Russia has accused the United States of “conniving” with Afghan drug producers by not destroying opium crops as U.S. troops advance in Helmand Province, one of the major opium growing regions.

The allegation, which came in a statement from the Russian Foreign Ministry, was the second time this week that Moscow has criticized the West over the opium issue. NATO rejected the charge and said Russia could help by providing more troops to combat the insurgency.

U.S. Marines in Helmand Province have told villagers that they will not destroy this year’s crops. In the Taliban stronghold of Marjah, which was captured by U.S. troops last month, the U.S. offered to pay poppy farmers to destroy their own crops and provide seed for them to plant other crops next year.

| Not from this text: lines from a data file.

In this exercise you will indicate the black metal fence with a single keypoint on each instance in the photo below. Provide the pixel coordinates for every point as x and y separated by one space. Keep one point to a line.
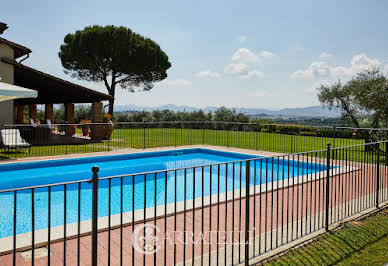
219 214
47 140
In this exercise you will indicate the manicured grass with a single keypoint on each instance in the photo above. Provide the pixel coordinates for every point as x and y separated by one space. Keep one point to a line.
162 137
362 242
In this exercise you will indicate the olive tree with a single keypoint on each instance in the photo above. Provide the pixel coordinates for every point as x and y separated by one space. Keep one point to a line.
363 99
115 56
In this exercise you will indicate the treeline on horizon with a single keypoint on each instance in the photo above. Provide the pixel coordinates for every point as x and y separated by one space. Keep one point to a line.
222 114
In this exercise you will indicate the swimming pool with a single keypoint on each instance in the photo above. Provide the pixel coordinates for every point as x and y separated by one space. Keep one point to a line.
187 183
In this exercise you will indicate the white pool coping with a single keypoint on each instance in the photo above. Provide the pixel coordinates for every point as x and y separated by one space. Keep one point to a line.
24 241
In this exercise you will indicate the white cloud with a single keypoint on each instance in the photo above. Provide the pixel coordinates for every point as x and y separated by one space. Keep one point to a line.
266 54
208 74
261 93
176 82
253 74
325 55
242 38
320 69
245 55
316 69
235 68
317 84
296 49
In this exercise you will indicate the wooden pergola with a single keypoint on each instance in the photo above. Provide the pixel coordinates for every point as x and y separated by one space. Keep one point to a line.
52 90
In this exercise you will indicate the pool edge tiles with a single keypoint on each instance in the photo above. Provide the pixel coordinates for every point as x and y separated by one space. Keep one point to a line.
24 240
50 172
116 157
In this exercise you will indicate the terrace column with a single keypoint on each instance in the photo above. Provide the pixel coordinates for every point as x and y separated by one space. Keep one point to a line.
49 112
98 131
19 114
32 111
69 117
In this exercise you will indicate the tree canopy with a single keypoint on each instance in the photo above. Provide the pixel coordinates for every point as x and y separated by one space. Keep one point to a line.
115 56
363 99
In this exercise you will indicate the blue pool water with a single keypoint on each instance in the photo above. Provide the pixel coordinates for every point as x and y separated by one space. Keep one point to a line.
221 178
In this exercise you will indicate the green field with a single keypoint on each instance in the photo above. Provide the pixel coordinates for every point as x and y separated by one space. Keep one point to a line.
163 137
363 242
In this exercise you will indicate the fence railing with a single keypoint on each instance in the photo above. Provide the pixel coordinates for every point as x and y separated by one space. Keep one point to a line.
47 140
218 214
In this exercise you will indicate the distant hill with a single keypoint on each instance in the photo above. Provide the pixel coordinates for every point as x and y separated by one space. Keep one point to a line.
312 111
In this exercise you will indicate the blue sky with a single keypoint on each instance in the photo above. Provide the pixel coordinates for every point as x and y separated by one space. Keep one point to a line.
264 54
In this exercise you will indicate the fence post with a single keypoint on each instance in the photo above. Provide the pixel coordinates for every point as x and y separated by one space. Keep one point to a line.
247 184
95 170
327 185
378 175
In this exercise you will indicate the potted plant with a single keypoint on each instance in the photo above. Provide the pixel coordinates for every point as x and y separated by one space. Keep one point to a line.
85 126
108 127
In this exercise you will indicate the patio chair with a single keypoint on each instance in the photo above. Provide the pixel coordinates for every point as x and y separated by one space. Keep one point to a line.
32 123
11 139
50 125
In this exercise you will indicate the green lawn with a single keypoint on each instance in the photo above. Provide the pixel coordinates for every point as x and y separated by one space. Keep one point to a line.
161 137
362 242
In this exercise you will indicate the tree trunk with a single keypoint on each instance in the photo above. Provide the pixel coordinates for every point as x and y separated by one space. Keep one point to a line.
111 102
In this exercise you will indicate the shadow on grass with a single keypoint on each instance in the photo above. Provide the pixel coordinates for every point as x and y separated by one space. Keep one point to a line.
337 246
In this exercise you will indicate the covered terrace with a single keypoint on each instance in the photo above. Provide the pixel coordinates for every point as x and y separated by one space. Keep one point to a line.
52 90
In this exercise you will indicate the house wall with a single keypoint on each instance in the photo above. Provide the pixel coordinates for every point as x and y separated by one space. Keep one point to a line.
7 76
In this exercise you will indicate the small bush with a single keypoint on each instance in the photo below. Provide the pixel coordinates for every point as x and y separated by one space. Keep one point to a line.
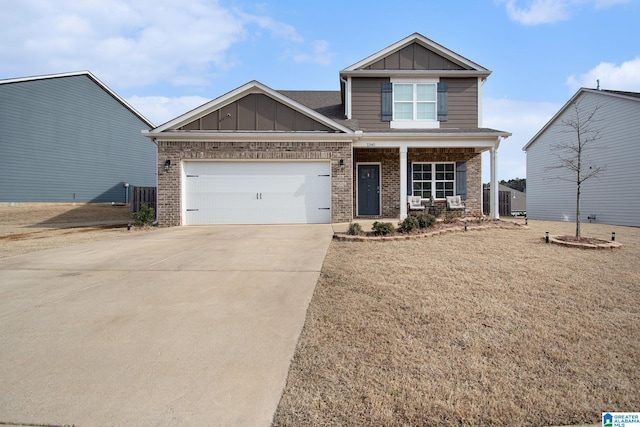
145 216
382 228
355 229
426 220
453 216
409 224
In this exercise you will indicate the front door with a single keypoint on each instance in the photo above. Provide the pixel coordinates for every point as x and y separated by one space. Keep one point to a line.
369 190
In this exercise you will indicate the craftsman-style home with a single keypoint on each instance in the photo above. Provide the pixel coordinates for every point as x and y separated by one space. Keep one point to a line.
407 120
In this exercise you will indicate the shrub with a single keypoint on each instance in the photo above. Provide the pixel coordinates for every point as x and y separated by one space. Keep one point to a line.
426 220
409 224
145 216
355 229
382 228
453 216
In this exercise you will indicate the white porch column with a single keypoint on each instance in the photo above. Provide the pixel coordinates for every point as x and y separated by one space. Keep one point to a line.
403 182
493 198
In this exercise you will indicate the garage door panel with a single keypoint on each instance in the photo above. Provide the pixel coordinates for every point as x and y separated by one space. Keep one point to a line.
257 192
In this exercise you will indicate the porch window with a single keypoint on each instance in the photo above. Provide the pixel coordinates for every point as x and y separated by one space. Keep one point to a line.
437 179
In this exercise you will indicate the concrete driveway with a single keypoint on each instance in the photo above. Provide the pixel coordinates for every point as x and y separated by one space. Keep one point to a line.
181 326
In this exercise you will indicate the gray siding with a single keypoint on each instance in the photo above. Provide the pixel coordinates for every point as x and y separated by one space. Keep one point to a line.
614 197
463 103
414 57
256 112
366 103
66 135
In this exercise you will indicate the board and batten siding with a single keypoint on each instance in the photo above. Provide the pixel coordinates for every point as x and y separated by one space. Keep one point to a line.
614 196
66 139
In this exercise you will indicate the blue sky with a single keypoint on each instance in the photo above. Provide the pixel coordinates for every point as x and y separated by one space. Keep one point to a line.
166 57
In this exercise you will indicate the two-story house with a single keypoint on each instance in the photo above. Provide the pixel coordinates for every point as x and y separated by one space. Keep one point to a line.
406 121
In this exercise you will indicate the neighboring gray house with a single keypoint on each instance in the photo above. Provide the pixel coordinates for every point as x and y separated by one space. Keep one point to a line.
611 198
68 137
518 200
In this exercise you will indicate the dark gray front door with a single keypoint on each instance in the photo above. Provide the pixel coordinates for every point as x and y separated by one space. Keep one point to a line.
368 189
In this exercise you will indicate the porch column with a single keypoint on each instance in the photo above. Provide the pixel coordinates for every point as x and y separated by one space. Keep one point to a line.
494 211
403 182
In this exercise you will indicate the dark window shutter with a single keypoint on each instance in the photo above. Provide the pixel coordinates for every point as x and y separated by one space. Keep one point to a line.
461 180
443 102
409 176
387 102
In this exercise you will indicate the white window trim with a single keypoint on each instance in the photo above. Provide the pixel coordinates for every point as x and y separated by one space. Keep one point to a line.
416 124
433 177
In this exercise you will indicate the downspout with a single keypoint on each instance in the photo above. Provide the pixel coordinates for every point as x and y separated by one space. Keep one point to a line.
493 198
155 222
347 96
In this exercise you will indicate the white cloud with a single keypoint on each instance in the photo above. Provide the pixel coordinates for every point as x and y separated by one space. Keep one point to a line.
523 120
319 55
536 12
161 109
611 76
129 43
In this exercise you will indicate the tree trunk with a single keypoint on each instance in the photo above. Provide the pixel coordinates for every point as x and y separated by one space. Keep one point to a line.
578 212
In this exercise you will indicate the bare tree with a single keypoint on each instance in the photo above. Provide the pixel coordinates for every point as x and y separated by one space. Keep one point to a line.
583 132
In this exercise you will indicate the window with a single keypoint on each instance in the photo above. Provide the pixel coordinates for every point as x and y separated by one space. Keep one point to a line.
414 101
437 179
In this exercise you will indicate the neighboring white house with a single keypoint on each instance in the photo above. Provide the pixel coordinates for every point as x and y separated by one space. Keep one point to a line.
613 197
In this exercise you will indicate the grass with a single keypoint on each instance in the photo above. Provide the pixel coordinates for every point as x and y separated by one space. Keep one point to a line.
489 327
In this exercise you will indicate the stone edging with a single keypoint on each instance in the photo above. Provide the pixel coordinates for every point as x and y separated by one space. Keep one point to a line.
604 245
343 237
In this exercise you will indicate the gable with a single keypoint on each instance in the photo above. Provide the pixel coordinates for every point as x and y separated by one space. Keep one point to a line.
256 112
414 57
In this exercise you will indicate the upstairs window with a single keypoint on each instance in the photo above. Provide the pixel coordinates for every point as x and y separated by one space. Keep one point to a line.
414 101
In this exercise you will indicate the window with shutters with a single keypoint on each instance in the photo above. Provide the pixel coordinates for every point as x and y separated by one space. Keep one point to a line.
437 179
414 103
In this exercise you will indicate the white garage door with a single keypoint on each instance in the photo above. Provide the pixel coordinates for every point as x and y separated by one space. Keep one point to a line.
257 192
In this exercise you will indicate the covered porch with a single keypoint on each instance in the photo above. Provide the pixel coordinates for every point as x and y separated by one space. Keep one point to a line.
386 172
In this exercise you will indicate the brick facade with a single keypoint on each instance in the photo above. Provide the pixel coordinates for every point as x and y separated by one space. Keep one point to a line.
170 183
389 158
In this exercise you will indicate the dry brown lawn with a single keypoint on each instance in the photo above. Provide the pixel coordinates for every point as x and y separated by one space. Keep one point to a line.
29 227
491 328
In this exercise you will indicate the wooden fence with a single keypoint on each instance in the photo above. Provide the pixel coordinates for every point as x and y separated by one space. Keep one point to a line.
504 202
143 196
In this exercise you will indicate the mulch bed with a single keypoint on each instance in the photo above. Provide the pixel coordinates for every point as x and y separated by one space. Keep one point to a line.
436 230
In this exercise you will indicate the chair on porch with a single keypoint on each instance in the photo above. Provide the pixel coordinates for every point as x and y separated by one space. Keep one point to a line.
415 203
455 203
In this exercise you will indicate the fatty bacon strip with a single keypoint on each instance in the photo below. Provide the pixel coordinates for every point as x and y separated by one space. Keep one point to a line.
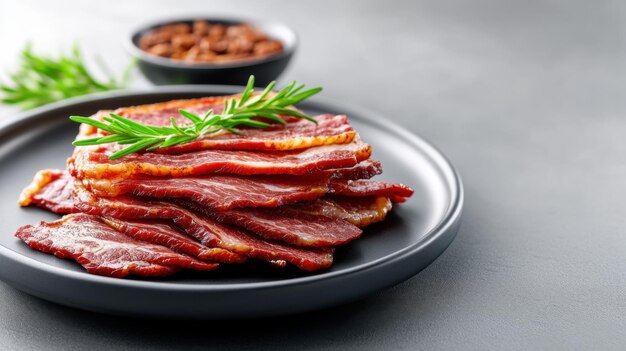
285 194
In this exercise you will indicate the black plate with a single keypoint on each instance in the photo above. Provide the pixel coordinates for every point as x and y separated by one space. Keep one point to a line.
412 236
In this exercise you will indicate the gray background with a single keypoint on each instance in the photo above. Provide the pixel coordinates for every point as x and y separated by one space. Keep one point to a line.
526 98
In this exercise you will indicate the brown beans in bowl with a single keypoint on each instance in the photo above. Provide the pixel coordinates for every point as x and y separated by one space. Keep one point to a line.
206 42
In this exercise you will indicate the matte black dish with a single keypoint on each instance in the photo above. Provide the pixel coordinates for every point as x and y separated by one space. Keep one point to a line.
162 71
413 236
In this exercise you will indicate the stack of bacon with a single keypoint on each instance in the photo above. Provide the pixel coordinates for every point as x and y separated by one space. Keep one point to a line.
286 194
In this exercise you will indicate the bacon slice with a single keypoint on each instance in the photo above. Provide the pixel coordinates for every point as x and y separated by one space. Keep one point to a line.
297 134
300 223
94 162
207 231
168 235
365 187
300 134
210 232
360 211
102 250
284 224
225 192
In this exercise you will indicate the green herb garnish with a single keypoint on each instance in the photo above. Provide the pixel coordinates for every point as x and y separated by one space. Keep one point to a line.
248 109
41 80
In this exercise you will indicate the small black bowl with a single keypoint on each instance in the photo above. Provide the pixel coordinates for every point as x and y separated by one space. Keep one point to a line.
162 71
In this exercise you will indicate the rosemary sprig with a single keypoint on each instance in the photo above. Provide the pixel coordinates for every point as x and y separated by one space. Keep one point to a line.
41 80
248 109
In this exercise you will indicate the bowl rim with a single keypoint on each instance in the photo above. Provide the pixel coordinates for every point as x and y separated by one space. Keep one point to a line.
289 46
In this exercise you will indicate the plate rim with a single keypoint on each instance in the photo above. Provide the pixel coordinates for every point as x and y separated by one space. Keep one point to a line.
450 218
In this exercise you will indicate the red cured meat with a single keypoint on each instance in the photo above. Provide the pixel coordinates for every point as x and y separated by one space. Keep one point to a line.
220 192
225 192
103 250
300 134
207 231
297 134
360 211
51 189
94 162
366 187
168 235
284 224
320 223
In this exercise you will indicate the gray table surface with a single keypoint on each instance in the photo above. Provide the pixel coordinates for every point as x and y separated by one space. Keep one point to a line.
527 98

Afghanistan produces over 90 percent of the world’s opium.


One comment for “Russia Alleges that NATO Aiding Afghan Heroin Production”

  1. Context for this page:

    From May 2001:


    Taliban’s Ban On Poppy A Success, U.S. Aides Say
    Published: May 20, 2001

    The first American narcotics experts to go to Afghanistan under Taliban rule have concluded that the movement’s ban on opium-poppy cultivation appears to have wiped out the world’s largest crop in less than a year, officials said today.

    The American findings confirm earlier reports from the United Nations drug control program that Afghanistan, which supplied about three-quarters of the world’s opium and most of the heroin reaching Europe, had ended poppy planting in one season.

    But the eradication of poppies has come at a terrible cost to farming families, and experts say it will not be known until the fall planting season begins whether the Taliban can continue to enforce it.

    ”It appears that the ban has taken effect,” said Steven Casteel, assistant administrator for intelligence at the Drug Enforcement Administration in Washington.

    The findings came in part from a Pakistan-based agent of the administration who was one of the two Americans on the team just returned from eight days in the poppy-growing areas of Afghanistan.